While PACT programs are an excellent means for delivering outpatient services, research demonstrates that they improve medication compliance for some, but not all, patients. For example, a recent Baltimore study of 77 homeless individuals with severe mental illness (86 percent with schizophrenia or major affective disorder) were assigned to PACT teams and followed for one year. Medication compliance improved from 29 percent to between 50 percent and 57 percent during the remainder of the year. The study found that approximately one-third of the subjects were noncompliant at any given time during the research year.
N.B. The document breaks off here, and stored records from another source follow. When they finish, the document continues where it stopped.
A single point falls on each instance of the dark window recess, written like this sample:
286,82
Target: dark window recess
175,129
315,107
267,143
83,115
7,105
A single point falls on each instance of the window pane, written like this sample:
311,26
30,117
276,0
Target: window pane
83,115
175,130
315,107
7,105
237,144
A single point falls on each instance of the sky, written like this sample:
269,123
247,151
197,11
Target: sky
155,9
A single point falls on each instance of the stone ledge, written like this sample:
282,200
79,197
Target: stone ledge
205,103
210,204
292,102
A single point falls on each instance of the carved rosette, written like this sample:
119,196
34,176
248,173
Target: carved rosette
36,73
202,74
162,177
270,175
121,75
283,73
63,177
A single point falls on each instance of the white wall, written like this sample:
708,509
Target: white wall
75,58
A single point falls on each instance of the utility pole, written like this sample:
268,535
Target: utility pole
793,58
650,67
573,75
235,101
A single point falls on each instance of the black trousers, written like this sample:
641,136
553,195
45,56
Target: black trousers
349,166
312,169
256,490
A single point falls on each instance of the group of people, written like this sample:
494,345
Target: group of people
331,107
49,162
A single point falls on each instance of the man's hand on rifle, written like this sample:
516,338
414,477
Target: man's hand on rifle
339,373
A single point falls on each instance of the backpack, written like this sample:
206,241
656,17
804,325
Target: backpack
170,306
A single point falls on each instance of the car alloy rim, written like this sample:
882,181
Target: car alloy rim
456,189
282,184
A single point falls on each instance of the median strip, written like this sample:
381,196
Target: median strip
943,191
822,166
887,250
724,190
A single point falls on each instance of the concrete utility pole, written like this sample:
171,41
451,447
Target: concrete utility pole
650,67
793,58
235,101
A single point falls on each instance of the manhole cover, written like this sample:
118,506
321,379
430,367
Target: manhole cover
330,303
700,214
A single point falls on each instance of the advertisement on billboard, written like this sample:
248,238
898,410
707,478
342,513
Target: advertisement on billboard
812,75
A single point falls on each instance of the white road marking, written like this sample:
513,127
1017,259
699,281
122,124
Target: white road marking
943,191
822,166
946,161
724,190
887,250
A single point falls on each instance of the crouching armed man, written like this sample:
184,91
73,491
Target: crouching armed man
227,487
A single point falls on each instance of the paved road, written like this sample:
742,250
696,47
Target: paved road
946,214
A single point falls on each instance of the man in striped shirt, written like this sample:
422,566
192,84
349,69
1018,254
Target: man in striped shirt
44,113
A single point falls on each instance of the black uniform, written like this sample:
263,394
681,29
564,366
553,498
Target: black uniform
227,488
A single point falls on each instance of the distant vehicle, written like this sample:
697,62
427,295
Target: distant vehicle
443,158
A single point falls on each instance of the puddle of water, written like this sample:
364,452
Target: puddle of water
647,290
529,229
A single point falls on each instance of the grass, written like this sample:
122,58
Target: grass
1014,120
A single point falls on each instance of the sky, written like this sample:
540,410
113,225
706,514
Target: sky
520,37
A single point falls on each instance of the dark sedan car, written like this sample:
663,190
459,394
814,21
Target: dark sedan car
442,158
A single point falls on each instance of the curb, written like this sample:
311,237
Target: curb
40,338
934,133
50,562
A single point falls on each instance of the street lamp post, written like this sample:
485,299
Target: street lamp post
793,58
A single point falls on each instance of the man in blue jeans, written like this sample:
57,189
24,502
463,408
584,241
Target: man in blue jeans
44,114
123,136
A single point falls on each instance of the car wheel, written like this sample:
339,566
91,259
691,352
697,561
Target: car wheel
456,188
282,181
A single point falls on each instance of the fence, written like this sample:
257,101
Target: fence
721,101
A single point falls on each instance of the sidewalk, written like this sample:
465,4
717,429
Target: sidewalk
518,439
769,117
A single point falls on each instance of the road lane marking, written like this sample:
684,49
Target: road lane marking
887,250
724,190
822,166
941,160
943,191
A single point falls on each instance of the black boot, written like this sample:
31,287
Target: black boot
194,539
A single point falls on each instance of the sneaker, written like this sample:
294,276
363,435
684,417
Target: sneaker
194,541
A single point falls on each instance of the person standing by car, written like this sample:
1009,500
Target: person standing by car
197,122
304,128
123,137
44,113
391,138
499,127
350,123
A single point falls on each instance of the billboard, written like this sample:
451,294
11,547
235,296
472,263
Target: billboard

- Suicide is the number one cause of premature death among people with manic-depressive illness, with 15 percent to 17 percent taking their own lives as a result of negative symptoms that come from untreated illness. The extreme depression and psychoses that can result due to lack of treatment are the usual culprits in these sad cases. These suicides rates can be compared to the general population, which is somewhere around one percent.